They say the world is turning into one global village. How easily will that happen?
Interracial and intercultural relationships are hard work. Relationships on their own, are hard work. So when you have to cut across race and Nationalities, it becomes even harder work. The cultural differences, societal interference and even the basic culture shock.
For a typical African like me, (typical meaning very, traditional and fundamental) you can only imagine my shock when I went on this first date with a (I’d like to make this interesting and say dashingly handsome, but no) average looking, tall English guy.
We had agreed to meet at a bowling parlor in South East London for 8pm and naturally, I got there late. I arrived 9pm and apologized. He was the sweetest thing ever, as he did not seem to mind at all. He said it was fine and even joked about how I made him do some spontaneous shopping while waiting for me. I thought “oh wow! He is so not African.
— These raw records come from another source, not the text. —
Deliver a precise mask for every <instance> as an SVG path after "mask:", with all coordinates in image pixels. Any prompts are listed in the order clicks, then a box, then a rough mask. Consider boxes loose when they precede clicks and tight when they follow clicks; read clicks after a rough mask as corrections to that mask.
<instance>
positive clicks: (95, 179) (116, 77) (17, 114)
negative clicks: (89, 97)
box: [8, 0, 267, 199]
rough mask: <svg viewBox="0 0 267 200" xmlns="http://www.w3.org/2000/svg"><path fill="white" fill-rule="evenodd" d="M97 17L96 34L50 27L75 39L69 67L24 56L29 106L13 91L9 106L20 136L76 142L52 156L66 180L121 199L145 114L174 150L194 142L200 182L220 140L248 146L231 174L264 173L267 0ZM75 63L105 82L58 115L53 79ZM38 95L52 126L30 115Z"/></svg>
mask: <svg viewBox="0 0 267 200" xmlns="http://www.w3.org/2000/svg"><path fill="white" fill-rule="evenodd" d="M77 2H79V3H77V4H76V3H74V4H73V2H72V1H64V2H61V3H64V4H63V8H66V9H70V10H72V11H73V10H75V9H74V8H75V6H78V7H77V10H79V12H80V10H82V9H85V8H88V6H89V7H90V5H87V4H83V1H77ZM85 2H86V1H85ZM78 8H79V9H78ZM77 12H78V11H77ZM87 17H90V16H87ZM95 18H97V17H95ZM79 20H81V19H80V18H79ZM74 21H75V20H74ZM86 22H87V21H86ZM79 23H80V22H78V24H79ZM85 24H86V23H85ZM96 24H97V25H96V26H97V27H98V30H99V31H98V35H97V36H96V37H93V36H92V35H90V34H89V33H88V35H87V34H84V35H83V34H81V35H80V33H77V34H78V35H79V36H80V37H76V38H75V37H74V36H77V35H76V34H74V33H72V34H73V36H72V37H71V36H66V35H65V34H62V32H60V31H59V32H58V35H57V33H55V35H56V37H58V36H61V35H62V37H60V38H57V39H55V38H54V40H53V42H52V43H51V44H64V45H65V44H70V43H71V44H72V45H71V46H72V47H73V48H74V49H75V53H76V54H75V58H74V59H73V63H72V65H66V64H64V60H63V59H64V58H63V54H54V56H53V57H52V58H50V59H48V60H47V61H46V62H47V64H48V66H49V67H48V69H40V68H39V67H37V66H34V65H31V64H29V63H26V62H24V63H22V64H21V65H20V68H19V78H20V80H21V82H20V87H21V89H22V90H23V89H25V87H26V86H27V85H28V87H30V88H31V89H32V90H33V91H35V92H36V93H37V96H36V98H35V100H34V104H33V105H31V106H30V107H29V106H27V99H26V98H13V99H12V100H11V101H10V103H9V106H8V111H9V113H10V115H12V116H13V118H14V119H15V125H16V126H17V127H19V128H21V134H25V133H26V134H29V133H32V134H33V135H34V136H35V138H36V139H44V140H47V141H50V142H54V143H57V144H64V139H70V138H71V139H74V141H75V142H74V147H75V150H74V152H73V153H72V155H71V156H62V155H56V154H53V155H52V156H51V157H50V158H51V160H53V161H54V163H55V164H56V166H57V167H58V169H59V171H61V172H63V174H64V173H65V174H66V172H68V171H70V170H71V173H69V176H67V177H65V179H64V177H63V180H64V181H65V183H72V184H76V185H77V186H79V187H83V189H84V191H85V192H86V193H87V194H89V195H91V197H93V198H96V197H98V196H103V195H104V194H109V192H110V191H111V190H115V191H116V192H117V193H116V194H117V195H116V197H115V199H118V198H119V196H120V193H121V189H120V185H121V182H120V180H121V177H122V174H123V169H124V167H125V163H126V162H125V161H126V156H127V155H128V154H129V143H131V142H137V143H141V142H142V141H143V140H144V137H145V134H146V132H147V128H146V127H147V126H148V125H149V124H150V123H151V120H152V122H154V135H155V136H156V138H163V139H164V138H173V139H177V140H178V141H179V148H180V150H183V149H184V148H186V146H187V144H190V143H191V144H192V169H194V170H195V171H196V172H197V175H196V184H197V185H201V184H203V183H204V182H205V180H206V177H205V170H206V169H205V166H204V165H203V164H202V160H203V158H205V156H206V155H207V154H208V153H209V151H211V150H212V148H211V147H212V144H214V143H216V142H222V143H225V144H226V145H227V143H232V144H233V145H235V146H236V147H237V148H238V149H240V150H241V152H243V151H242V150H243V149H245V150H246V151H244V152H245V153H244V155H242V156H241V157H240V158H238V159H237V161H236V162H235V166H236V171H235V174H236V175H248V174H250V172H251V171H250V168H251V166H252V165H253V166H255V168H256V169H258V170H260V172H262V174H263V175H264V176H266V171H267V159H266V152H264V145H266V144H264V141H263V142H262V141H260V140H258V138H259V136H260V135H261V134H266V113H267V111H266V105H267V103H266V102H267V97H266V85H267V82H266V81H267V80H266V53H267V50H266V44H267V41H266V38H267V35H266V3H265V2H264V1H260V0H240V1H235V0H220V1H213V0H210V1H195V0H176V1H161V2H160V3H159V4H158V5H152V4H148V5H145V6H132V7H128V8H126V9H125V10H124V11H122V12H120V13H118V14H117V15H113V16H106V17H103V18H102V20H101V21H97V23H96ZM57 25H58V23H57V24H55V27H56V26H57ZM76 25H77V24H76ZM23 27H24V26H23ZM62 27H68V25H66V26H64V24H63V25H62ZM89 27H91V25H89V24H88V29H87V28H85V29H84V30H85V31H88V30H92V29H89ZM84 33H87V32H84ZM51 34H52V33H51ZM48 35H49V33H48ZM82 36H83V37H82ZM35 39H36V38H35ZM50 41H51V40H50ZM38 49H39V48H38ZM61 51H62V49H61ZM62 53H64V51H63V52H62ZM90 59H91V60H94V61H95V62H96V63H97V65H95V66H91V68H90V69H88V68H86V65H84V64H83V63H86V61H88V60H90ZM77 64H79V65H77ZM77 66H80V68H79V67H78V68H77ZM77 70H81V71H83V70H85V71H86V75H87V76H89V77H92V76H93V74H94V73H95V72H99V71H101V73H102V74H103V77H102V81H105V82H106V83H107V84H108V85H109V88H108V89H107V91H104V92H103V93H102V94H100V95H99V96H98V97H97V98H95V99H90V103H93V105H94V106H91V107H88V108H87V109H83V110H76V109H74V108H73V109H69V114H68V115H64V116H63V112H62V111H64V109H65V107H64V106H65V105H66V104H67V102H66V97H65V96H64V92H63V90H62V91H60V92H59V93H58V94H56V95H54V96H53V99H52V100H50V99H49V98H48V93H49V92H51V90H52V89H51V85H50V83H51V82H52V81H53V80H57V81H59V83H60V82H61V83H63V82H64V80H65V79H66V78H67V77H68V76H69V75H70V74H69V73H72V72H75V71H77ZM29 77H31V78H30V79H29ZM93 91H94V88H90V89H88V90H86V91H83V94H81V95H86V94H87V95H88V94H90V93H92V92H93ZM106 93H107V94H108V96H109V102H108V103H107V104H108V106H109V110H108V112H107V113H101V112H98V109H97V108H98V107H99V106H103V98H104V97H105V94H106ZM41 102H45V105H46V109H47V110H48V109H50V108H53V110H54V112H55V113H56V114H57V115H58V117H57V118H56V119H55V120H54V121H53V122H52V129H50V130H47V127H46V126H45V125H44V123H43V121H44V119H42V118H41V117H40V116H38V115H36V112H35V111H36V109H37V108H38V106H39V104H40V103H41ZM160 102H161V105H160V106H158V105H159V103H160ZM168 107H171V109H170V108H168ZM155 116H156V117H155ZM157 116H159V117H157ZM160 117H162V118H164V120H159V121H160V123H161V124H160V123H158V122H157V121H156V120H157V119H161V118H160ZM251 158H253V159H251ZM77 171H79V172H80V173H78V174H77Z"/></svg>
He’s not mad that I came late” We strolled into the bowling place and even though I described him as “Average looking”, he had really nice eyes and something corky about the way he smiled and laughed.
He asked if we should get some drinks before bowling and I agreed to it. We got there and he was staring at me. I figured that meant “Order your drink young lady” so I did. After the bar tender brought me my drink, he smiled at me in an even corkier, and this time, annoying way. So I asked for the cost, reached for the purse in my purse and swiftly paid. It was then he made his order. We walked away from the bar and started talking about god knows what. I really wasn’t paying attention because I couldn’t get my mind away from the awkwardness at the bar.
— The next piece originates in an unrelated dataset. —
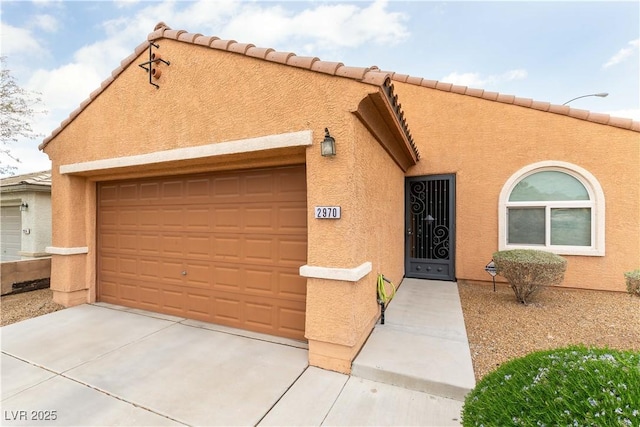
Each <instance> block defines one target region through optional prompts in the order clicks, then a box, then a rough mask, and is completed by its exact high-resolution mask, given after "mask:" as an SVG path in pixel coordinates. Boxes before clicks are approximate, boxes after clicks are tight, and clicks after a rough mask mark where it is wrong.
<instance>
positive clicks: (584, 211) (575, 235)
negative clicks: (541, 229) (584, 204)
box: [551, 208, 591, 246]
Then we went bowling. He paid for the first round, and after we played and it was so much fun, he asked if I thought we should go for another. I agreed to it. He walked to the till, then back at me. Then said the worst words I heard the entire week –“Do you have five quid. I figure, if you get this next game, I could get us drinks later” SAY WHAT??? He wants me to split a bill of six flimsy pounds with him? I was affronted! I reached in my purse, and I have never pulled out money any faster in my life! I pulled out a ten pounds note and gave it to him. Then we played.
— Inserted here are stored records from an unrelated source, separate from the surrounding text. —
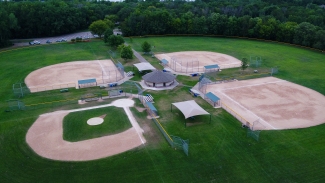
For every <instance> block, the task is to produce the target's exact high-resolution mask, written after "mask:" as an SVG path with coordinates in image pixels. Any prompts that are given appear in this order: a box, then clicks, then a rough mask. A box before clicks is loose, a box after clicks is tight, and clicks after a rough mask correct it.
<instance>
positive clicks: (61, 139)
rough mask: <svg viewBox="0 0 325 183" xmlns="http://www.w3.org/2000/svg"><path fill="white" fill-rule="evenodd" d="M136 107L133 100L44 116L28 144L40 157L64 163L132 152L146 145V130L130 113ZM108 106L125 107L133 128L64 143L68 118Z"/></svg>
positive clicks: (122, 101)
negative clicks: (131, 108) (144, 135)
mask: <svg viewBox="0 0 325 183" xmlns="http://www.w3.org/2000/svg"><path fill="white" fill-rule="evenodd" d="M133 105H134V101H133V100H131V99H119V100H115V101H114V102H112V103H111V104H107V105H102V106H96V107H89V108H81V109H76V110H69V111H56V112H52V113H47V114H42V115H40V116H39V118H38V119H37V120H36V121H35V122H34V123H33V125H32V126H31V127H30V128H29V130H28V132H27V135H26V142H27V143H28V145H29V146H30V147H31V148H32V149H33V150H34V151H35V153H37V154H38V155H40V156H42V157H45V158H48V159H53V160H61V161H87V160H94V159H100V158H104V157H108V156H112V155H115V154H119V153H122V152H125V151H128V150H131V149H133V148H136V147H139V146H141V145H142V144H144V143H146V140H145V138H144V137H143V134H142V133H143V130H142V129H141V127H140V126H139V124H138V122H137V121H136V120H135V118H134V116H133V115H132V112H131V111H130V109H129V107H132V106H133ZM108 106H115V107H122V108H123V109H124V111H125V113H126V115H127V116H128V118H129V120H130V123H131V124H132V127H131V128H129V129H128V130H125V131H123V132H121V133H118V134H113V135H108V136H104V137H99V138H94V139H89V140H83V141H78V142H68V141H65V140H64V139H63V136H62V134H63V126H62V123H63V118H64V117H65V116H66V115H67V114H69V113H70V112H76V111H83V110H89V109H93V108H102V107H108ZM90 128H91V127H90Z"/></svg>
So here’s the thing: He did not only ask that I gave him a fiver, but had the moral fiber to explain that if I got this he would get us drinks later? Oh my word!
Now this is where culture shock comes in. As a fundamental Nigerian, I believe I know all there is to know about a woman fending for herself and not waiting for a man to put food in her mouth, yadayadayada… However, I am not going on a date where he asks me to give five pounds for the bowling game. That is N1,250!!! Are you freaking kidding me? While I am in no way implying that all English men demand five quid on a first date, I am also implying that no Nigerian man, in his right senses will ask you for a thousand Naira on a first date. He would rather say to you to excuse him, if need be, and go hustle that 1k somehow.
The average Nigerian man is proud and full of ego. He may not treat his woman with all the respect, or carry her as an egg, but he would do all he can to impress her.
The world is turning into a global village they say. In several years time, some people have predicted, we would have only one race –Mixed race. But how is that possible with all these barriers than seem too strong for even love, which is the greatest conqueror, to pull down?